Six ans après la signature de l’accord de paix de Gety, conclu le 28 février 2020 entre le gouvernement congolais et la Force de Résistance Patriotique en Ituri, la situation reste préoccupante.
Basé à Walendu Bindi, dans le territoire d’Irumu en Ituri, le mouvement armé estime que les engagements pris par les autorités nationales n’ont toujours pas été concrétisés.
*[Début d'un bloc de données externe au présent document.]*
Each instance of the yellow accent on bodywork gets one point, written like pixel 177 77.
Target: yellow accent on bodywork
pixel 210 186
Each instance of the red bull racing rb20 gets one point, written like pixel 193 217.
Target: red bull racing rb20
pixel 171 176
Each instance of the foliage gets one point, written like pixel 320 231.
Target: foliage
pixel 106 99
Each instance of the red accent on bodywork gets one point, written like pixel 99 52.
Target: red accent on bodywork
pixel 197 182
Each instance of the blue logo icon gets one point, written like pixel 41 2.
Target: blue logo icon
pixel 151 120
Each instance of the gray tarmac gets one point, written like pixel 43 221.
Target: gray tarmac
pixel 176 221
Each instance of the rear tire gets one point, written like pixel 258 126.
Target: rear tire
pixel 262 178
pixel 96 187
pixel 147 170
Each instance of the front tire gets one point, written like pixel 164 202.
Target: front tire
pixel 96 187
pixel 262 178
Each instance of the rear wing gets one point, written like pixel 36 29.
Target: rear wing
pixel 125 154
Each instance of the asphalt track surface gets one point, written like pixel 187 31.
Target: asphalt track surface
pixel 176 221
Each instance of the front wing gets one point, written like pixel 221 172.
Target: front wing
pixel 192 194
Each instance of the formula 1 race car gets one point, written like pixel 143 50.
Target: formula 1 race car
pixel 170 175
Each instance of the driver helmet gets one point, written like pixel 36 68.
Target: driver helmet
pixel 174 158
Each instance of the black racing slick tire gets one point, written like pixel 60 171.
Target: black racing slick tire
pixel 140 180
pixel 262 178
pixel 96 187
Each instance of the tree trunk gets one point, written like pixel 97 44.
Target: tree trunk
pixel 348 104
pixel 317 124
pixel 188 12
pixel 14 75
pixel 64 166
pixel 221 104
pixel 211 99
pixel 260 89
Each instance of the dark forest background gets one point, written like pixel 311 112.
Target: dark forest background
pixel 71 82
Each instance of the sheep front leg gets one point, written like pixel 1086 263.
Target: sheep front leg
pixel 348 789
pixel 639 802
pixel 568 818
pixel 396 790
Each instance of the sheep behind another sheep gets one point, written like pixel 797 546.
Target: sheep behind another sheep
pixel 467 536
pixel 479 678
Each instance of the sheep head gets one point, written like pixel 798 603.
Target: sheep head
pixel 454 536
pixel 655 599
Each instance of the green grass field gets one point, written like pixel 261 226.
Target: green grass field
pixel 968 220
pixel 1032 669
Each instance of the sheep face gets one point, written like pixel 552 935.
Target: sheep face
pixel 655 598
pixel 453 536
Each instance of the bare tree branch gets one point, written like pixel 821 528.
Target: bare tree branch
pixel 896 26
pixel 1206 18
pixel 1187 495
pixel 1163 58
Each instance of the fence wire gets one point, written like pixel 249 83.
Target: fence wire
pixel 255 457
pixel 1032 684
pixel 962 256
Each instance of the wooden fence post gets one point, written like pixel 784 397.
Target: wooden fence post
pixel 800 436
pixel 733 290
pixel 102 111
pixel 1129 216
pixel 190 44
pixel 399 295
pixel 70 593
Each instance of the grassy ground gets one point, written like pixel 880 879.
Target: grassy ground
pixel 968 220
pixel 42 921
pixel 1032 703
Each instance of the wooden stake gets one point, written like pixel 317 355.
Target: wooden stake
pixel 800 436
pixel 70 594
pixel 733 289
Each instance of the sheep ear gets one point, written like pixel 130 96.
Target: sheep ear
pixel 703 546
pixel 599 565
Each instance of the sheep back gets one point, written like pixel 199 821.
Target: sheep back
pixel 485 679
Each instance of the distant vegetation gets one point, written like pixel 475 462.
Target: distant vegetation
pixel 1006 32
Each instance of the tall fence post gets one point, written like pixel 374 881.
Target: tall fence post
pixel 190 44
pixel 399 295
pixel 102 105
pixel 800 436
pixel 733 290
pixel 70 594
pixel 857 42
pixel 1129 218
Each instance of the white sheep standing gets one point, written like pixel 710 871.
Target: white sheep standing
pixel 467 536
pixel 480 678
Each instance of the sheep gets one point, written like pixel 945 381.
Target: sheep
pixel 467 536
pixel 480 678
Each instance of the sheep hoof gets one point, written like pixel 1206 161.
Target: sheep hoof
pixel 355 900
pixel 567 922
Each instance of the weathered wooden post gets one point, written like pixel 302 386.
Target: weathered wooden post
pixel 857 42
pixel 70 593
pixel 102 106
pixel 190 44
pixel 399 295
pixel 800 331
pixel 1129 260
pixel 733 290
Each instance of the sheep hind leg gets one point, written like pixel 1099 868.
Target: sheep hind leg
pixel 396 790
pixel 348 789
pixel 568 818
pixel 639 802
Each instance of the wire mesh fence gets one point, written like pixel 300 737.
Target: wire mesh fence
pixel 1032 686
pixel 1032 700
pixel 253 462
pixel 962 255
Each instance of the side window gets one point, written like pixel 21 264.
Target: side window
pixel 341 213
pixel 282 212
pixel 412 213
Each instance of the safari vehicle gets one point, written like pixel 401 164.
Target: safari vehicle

Lors d’un point de presse tenu samedi 28 février, son porte-parole, Alberto Muno, a dénoncé l’absence d’avancées notables dans la mise en œuvre de l’accord.
Selon lui, la reconnaissance des grades des ex-combattants, l’amnistie promise, leur intégration au sein des forces de défense et de sécurité ainsi que leur prise en charge dans les sites de cantonnement ne sont toujours pas effectives.
La FRPI parle d’un bilan insatisfaisant et appelle le gouvernement central à respecter les clauses du pacte signé à Gety-État.
Malgré un contexte sécuritaire encore fragile dans l’Est de la République démocratique du Congo, marqué par l’activisme de groupes armés, le mouvement affirme rester attaché au processus de paix ainsi qu’aux institutions du pays. Il réitère également son soutien au chef de l’État, Félix Antoine Tshisekedi Tshilombo.
La FRPI appelle enfin la communauté nationale et internationale à évaluer, de manière objective, l’application de l’accord de Gety et à redoubler d’efforts pour consolider la paix en Ituri.